これまで当社では、全管協名誉会長・高橋誠一氏が、自民党ちんたい支部連合会会長、全国賃貸住宅経営者政治連盟会長として、与党自民党と近い関係にあることや、全管協の会員企業やその代表者が、自民党の党員勧誘活動に際して本来党員となる個人が支払うべき党費を負担している実態について、政治資金規正法上の寄付行為にあたる可能性があること、そして、全管協名誉会長として政府与党幹部と面会した際、自身が経営する企業が販売権を有するごみ処理プラントの営業活動を行ったことなどを報じてきた。
6月15日発売の『週刊ポスト』(小学館)2026年6月26日・7月3日合併号において、「茂木外相が総裁選ですがった『自民党員水増し団体』」とのタイトルで、2024年の自民党総裁選に際して、現在、高市政権の外務大臣を務める茂木敏充氏が、全管協名誉会長でその職域支部である自民党ちんたい支部連合会の会長を務める高橋誠一氏に、東京都内のある高級飲食店で、総裁選で全管協がもつ自民党員票の一部を自身に投票してくれるよう依頼していたことや、当社が報じてきた自民党員の組織的な獲得に関する問題を3ページにわたって報じている。なお当社や週刊ポスト以外のメディアも取材に動いているようである。
16年参院選で全管協の組織内候補が当選
全管協に限らず業界団体は総裁選だけでなく、国政選挙にも影響を与えている。取材を進めていくなかで、全管協の内部資料を入手した。

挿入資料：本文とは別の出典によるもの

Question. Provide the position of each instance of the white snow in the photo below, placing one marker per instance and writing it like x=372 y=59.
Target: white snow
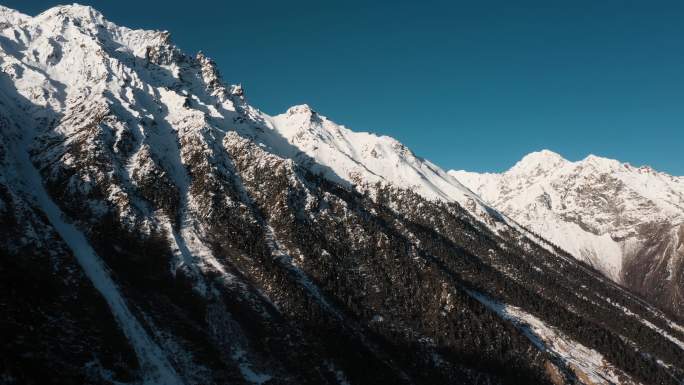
x=582 y=360
x=155 y=366
x=590 y=208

14年4月、全国47都道府県に自民党ちんたい支部を設立したのは、自民党賃貸住宅対策議員連盟(ちんたい議連)の会長であり、当時自民党幹事長であった石破茂氏と全管協の高橋会長(当時、現在は名誉会長)との約束であることが記載されている。
全管協は、16年の参院選で組織内候補として中西哲・阿達雅志両氏を擁立して当選している。中西哲氏は、元高知県議会議員で4期務めている。17年9月、石破派に入会したが21年2月、石破派を退会。竹下派の参院議員、無派閥議員らで構成する参議院平成研グループに入って活動していたが、1期のみであった。また22年2月に結成された「責任ある積極財政を推進する議員連盟」の共同代表として、積極的な財政出動をするよう政府に提言する活動を行い、現在も顧問であるという。
一方の阿達氏は、1992年にニューヨーク州弁護士資格を取得し、日本に帰国後、住友商事法務部に勤務した経歴をもつ。18年、第4次安倍改造内閣で内閣府大臣政務官・国土交通大臣政務官を務め、菅義偉内閣で経済・外交政策担当の内閣総理大臣補佐官に就任している。24年11月、第2次石破内閣で総務副大臣を務めており、当選3回にして、とんとん拍子にポストについている。
両名は通常の業界団体の組織内議員と異なり、全管協やちんたい支部との関係について大っぴらに紹介されてはいなかった。参議院議員が複数の団体の推薦や支援を受けることは珍しくない。